Harold Swash, who died in Southport in early December aged 83, was Britain’s answer to Karlsten Solheim but without the commercial success enjoyed by the founder of Ping. He manufactured golf clubs and for some years marketed a brand named Align but his forte proved to be the design and manufacture of putters, of which he produced dozens in various styles, many of them adopted by Tour stars.

Known world-wide as the Putting Doctor, Harold was originally from the Birmingham region but had lived in Southport on Lancashire’s Golf Coast for most of his adult life. He was an engineer by profession before he became renowned as the professor of putting.

For many years a Category One golfer, Harold played to a two handicap at Hillside no doubt largely due to his skill on the greens. He frequently navigated Hillside’s great links with fewer than 24 putts and once took only 19, a feat recorded in his car number plate: PUTT 19.

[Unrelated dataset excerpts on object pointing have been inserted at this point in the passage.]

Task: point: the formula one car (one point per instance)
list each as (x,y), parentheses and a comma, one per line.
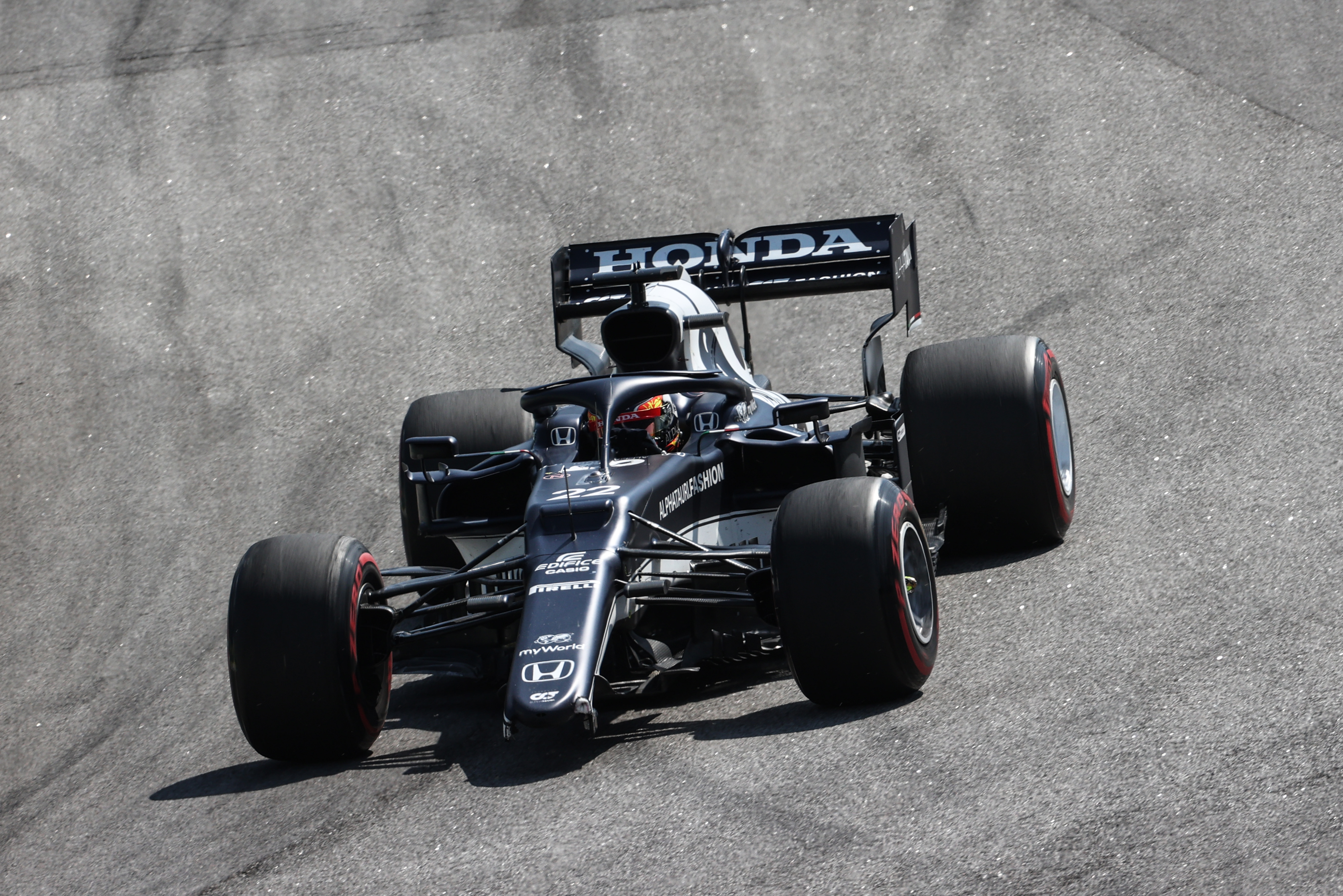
(668,512)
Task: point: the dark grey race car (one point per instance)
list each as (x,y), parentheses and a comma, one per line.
(669,512)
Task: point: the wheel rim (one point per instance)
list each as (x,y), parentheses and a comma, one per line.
(916,584)
(1063,436)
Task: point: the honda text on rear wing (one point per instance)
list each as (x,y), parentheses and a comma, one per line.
(816,258)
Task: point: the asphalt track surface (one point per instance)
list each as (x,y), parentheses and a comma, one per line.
(237,238)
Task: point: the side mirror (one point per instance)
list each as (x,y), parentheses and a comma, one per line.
(806,412)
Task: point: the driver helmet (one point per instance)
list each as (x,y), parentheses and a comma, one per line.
(657,418)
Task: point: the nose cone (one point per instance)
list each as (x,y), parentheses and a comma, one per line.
(559,641)
(543,692)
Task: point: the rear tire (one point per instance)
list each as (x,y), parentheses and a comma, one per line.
(855,592)
(990,440)
(480,421)
(308,683)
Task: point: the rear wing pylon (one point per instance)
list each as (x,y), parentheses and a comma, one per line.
(813,258)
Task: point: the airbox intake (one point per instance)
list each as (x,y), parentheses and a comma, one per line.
(644,339)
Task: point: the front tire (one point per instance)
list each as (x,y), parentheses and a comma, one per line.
(990,440)
(855,592)
(309,682)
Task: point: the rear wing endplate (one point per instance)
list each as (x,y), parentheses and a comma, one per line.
(814,258)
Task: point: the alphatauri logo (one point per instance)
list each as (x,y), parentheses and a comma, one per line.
(778,248)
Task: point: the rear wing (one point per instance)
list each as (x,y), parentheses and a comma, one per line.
(814,258)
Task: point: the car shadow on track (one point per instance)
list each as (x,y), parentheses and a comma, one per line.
(469,727)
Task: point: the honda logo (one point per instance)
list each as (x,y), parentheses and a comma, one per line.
(547,671)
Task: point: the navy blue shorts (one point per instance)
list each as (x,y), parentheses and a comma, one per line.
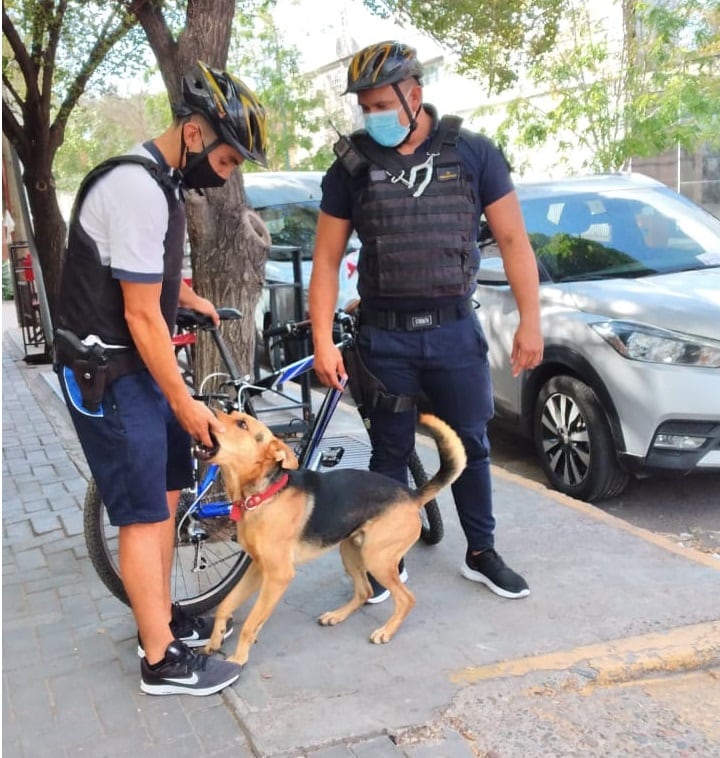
(135,448)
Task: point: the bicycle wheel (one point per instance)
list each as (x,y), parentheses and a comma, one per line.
(207,563)
(433,529)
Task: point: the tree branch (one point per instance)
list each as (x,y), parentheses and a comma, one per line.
(160,39)
(21,56)
(53,27)
(106,39)
(13,130)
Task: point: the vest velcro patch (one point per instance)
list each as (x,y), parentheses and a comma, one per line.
(447,173)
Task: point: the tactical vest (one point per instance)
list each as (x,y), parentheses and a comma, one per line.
(415,218)
(91,300)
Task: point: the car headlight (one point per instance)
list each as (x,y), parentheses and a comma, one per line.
(640,342)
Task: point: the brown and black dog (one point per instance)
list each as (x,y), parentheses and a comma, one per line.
(291,517)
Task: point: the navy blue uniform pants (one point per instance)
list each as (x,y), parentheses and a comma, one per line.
(448,364)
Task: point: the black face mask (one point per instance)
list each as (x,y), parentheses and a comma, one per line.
(198,173)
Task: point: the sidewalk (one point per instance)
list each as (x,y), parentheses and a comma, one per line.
(615,652)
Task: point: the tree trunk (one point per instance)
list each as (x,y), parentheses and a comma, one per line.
(229,246)
(228,258)
(49,230)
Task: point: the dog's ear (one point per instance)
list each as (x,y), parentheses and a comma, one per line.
(281,453)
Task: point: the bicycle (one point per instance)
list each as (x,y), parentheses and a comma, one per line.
(208,562)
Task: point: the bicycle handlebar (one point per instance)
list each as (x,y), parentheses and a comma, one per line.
(187,318)
(302,328)
(289,328)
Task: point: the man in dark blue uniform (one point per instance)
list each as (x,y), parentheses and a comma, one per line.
(414,186)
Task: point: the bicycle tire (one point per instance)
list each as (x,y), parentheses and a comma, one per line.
(433,529)
(197,591)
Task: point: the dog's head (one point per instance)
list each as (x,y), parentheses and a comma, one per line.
(246,451)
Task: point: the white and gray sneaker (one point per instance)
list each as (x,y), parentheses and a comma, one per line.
(184,672)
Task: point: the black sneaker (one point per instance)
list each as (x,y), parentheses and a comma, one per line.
(183,672)
(193,631)
(490,569)
(380,594)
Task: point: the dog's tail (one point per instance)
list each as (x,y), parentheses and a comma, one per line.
(452,458)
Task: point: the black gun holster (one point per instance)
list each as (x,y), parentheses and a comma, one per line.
(93,366)
(92,378)
(368,391)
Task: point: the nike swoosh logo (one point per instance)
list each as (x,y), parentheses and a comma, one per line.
(186,680)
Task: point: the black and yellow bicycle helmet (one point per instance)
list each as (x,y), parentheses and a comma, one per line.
(381,64)
(231,107)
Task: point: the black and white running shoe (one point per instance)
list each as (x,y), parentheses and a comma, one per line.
(184,672)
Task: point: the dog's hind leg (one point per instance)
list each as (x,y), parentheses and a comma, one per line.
(352,560)
(387,574)
(275,580)
(239,594)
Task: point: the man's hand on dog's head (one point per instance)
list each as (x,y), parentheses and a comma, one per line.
(199,421)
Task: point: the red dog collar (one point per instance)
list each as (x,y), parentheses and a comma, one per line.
(252,501)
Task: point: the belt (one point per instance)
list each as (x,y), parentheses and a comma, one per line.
(413,321)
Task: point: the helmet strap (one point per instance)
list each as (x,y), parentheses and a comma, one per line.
(412,117)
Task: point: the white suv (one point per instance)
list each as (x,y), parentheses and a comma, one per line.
(630,308)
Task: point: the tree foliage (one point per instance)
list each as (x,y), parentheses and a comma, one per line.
(494,41)
(613,99)
(104,125)
(294,107)
(52,52)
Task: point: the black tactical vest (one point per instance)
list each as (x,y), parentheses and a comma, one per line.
(416,242)
(91,300)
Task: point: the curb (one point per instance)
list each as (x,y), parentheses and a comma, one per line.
(628,659)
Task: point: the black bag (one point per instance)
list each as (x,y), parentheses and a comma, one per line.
(368,391)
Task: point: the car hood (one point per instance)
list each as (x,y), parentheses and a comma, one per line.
(688,301)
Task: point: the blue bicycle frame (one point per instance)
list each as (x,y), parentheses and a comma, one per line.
(307,451)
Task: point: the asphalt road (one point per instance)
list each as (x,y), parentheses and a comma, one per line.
(685,508)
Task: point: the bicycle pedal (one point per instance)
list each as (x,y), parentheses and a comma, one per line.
(331,457)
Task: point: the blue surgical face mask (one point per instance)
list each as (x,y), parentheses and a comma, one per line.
(385,128)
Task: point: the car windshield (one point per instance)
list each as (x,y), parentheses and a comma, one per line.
(623,233)
(291,225)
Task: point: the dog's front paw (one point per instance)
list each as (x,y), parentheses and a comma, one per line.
(381,636)
(331,618)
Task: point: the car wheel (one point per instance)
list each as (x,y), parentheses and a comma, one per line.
(574,442)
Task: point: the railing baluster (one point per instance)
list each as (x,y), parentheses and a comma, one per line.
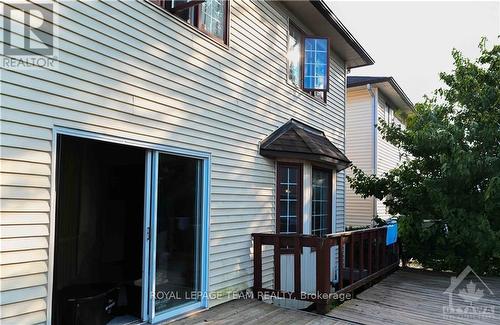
(370,251)
(341,262)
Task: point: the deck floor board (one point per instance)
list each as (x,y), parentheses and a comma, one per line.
(412,297)
(404,297)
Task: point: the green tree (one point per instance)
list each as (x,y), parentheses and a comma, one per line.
(448,192)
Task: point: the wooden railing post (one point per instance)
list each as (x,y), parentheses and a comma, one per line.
(361,255)
(322,275)
(277,263)
(341,262)
(377,250)
(370,251)
(257,266)
(296,265)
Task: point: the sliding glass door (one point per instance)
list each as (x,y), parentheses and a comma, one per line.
(177,255)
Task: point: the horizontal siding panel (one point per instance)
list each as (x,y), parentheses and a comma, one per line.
(20,167)
(19,244)
(25,130)
(14,141)
(24,205)
(25,180)
(23,256)
(13,231)
(24,154)
(22,308)
(18,295)
(14,270)
(14,192)
(21,218)
(23,281)
(31,318)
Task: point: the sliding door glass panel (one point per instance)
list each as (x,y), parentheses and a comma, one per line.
(178,232)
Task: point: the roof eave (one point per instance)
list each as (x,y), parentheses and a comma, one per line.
(328,14)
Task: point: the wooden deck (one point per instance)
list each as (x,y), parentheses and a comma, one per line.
(411,297)
(405,297)
(255,312)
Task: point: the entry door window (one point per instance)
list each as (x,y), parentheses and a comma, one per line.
(321,202)
(178,231)
(289,205)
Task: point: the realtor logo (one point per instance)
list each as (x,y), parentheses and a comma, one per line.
(468,297)
(29,34)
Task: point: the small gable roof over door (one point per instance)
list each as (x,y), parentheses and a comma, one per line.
(297,140)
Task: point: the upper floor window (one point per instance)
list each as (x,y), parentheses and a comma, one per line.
(308,62)
(388,114)
(209,16)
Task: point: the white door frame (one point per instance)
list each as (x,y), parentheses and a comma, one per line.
(204,156)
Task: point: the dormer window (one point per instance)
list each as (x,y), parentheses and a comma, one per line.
(209,16)
(308,62)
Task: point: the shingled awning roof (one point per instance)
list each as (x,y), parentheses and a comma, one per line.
(299,141)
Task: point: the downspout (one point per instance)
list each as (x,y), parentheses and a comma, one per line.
(374,94)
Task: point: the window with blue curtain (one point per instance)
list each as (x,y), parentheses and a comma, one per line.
(315,63)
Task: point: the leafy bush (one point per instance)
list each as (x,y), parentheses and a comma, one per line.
(448,192)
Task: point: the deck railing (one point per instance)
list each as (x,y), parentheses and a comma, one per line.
(359,257)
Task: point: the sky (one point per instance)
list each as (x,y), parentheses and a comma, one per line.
(412,40)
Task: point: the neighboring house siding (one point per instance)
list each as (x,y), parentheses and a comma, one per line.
(359,149)
(388,156)
(134,72)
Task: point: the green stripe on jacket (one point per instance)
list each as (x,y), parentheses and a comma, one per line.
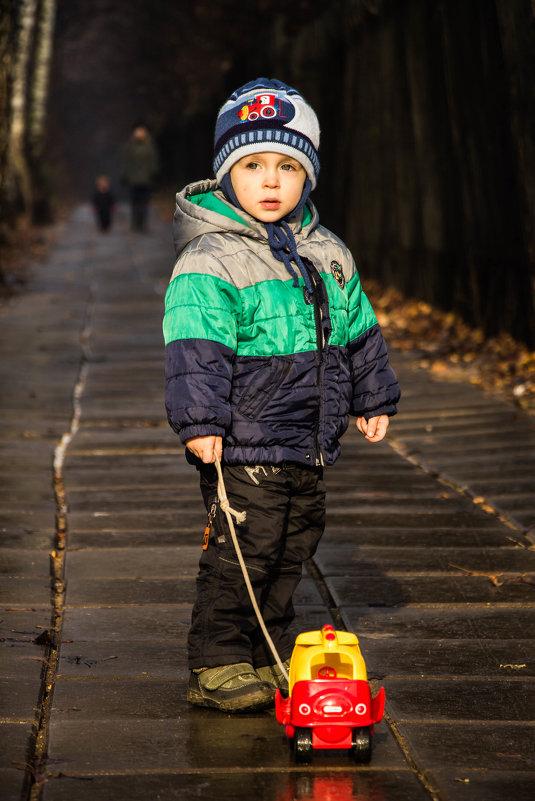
(268,318)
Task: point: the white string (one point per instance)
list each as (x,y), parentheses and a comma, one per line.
(240,518)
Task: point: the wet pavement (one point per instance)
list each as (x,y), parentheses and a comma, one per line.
(428,557)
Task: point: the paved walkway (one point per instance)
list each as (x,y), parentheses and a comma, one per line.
(427,557)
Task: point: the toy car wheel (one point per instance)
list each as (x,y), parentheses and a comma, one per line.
(303,744)
(361,744)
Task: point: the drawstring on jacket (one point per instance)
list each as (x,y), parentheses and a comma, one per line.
(280,236)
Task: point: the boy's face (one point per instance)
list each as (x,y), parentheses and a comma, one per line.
(268,185)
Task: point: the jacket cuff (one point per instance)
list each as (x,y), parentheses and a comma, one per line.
(189,432)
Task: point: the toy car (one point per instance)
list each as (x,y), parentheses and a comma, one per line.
(329,703)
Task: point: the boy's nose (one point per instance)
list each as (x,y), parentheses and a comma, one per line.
(271,178)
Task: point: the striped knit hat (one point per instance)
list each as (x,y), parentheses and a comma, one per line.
(266,116)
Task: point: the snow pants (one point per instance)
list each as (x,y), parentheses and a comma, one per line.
(285,508)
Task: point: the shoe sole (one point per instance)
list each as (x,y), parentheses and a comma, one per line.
(254,702)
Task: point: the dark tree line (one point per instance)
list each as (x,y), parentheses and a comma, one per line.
(427,110)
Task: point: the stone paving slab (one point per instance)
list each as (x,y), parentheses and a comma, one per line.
(483,621)
(408,656)
(367,560)
(95,592)
(461,700)
(197,740)
(505,746)
(489,785)
(400,590)
(31,591)
(264,785)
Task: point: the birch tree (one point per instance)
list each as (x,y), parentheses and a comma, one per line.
(18,180)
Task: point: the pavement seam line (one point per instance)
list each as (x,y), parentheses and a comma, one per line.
(37,763)
(463,489)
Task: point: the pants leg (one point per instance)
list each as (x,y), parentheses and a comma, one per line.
(285,518)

To Harold putting was a science and he was its most renowned tutor and practitioner. He lived only fifty yards or so from Hillside’s clubhouse and the practice green where he gave tuition to desperate county players and international Tour stars.

His lessons followed a similar pattern: he would watch the player putting for maybe 15 minutes without saying a word. Then he would set about solving the problems he had spotted, ticking them off a lengthy check list that might have been converted into a book of instruction on the subject. Indeed, we sometimes spoke of this but never quite got around to it.

I lived in nearby Birkdale for some years and Harold and I were friends who saw each other frequently at various golf clubs, usually on my rounds as a golf columnist covering county matches or championships for the local paper.

He was my contact with the European Tour and we invariably met over lunch at the Open Championship where he’d give an insight into events of the week that few others knew about.

It’s fair to say that Harold knew everyone of significance in the world of golf and everyone in the game knew and respected him as the supreme professional in his chosen field.

His was a unique talent but he was a modest gentleman of the old school and a good friend to many. He will be sorely missed.